A Nevada Army National Guard soldier and a central valley gun store owner were federally charged Thursday, accused of conspiring to steal and sell military items worth thousands of dollars.
Marco Antonio Reyes, who returned from Afghanistan in March 2010 after a nine-month deployment with Nevada’s 1st Squadron, 221st Cavalry Regiment, and John Call, owner of Citadel Gun & Safe, were named in a criminal complaint filed in U.S. District Court. The complaint accused the men of conspiracy to defraud the U.S. government and embezzlement of public property.
The items are alleged to have been stolen from Nellis Air Force Base and possibly the Las Vegas Readiness Center at 4500 W. Silverado Ranch Blvd., where Reyes was assigned to the 17th Sustainment Brigade.
A National Guard spokesman said Guard officials are reviewing inventory documents to determine whether any items are missing from the readiness center in the south Las Vegas Valley.
The complaint said Reyes was arrested Aug. 19 and booked into the Henderson Detention Center. Henderson jail records showed he was not in the facility Thursday afternoon. Call was not arrested but cooperated with authorities and admitted to his role in buying stolen goods and then reselling them, the criminal complaint said. The supplies included ballistic vests, thermal imaging systems, heavy weapons mounts, cases of Meals Ready to Eat, or MREs, and chemical warfare suits.
Call’s store at 4305 S. Dean Martin Drive, near Flamingo Road, was raided Aug. 19 by Air Force officials with the aid of Las Vegas police and the FBI.
Nellis officials referred questions about the case to the U.S. attorney’s office, but the Nevada Guard released a statement. "The Nevada National Guard is cooperating with the Department of Justice at this time, and we will comment further when the investigation surrounding this situation has concluded," said Sgt. 1st Class Erick Studenicka, a spokesman for the Nevada Guard.
Records from Nevada National Guard headquarters in Carson City showed Reyes is a sergeant first class who entered the service in 1992 and was deployed twice, from August 2004 to June 2006 and from April 2009 to June 2010.
Reyes’ awards and decorations include the Afghanistan campaign medal with campaign star, combat action badge, and the Army Commendation Medal, Achievement Medal and Good Conduct Medal.
According to the complaint, the U.S. Air Force’s Office of Special Investigations conducted several undercover operations in which a confidential source or an Air Force special agent obtained information that Call possessed stolen government equipment.
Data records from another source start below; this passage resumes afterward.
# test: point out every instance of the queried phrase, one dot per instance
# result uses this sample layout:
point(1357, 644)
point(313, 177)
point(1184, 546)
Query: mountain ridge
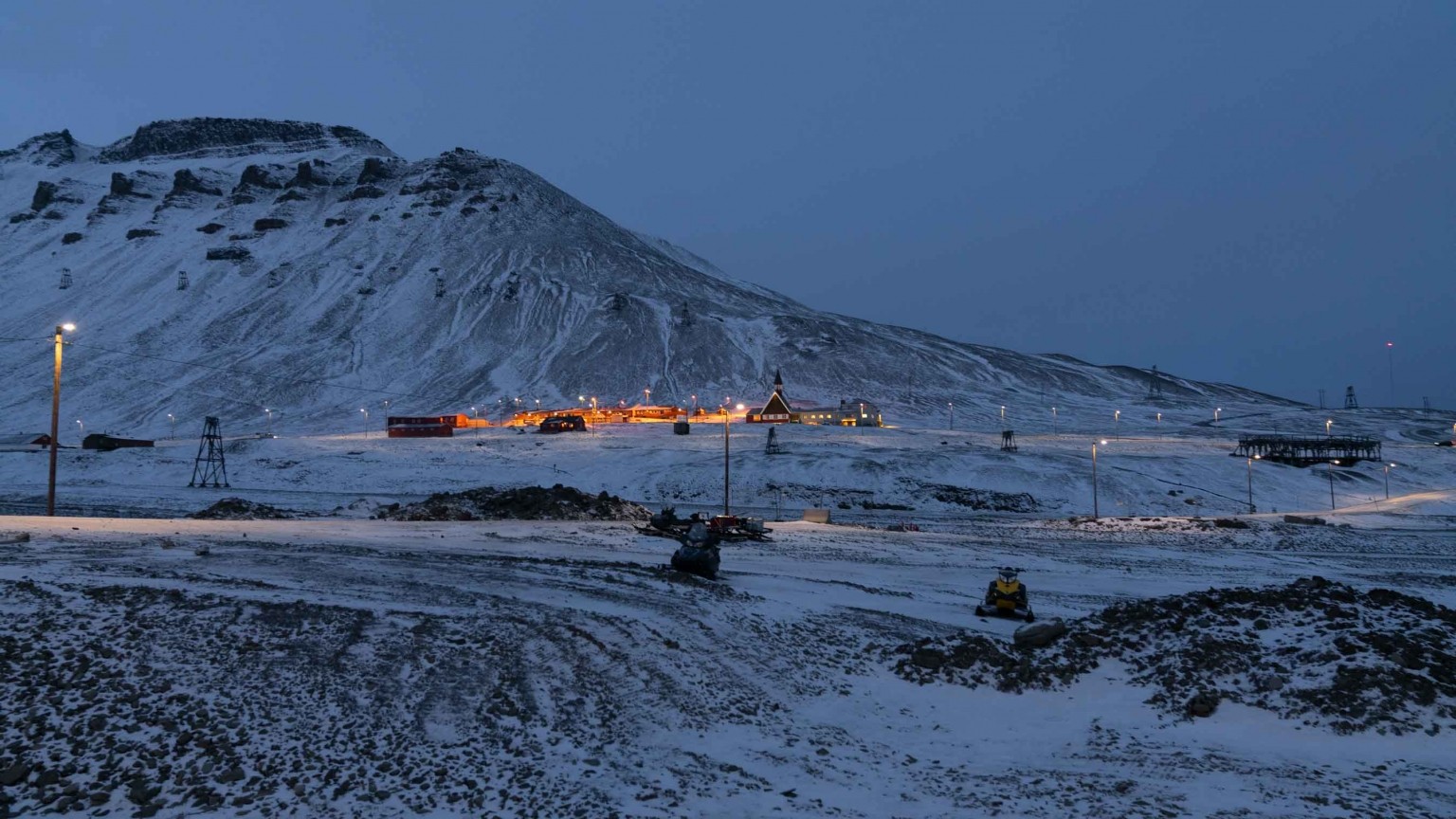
point(318, 254)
There also were several instances since Aug. 1 in which Call exchanged money with a confidential source working with the Air Force to buy supplies from Call.
The complaint said a confidential source working with the Air Force on June 14 learned that supplies were stolen from Nellis in either December 2010 or January 2011.
On Aug. 1, in an undercover operation, authorities bought $920 worth of supplies at Call’s gun store that included two vests, two infrared strobe lights and one chemical warfare suit. Eight days later, another undercover buy was conducted at the store for $950, which included a heavy-weapon mount and a box full of military Meals Ready to Eat.
The complaint noted that Call’s store was not authorized to sell any weapons systems because the Bureau of Alcohol, Tobacco and Firearms revoked the business’ Federal Firearms License for "providing weapons to Mexican nationals."
On Aug. 16, an Air Force special agent and a confidential informant negotiated with Call to buy a body vest, two heavy-weapon mounts, a chemical warfare suit and a laser ground pointer and other items for $3,700. Call was detained on Aug. 19 after conducting another deal with investigators for $10,300.
When Call spoke with authorities, he admitted to buying military equipment from several people and then reselling them, the complaint said. Call said he suspected the items were stolen.
Call said he had bought items from Reyes over the past few months, including heavy-weapon mounts for $400 each, chemical warfare suits for $35 each and ready-to-eat meals for $30 per case.
Call agreed to contact some of his suppliers, including Reyes. In a phone conversation that was recorded, Call asked Reyes whether he had any more heavy-weapon mounts, and Reyes said he would check and try to get 10 to 20 "surefire flashlights" for Call, the complaint said.
When investigators escorted Call through his store, he pointed out all of the items he said he had bought from Reyes, who was arrested later that day.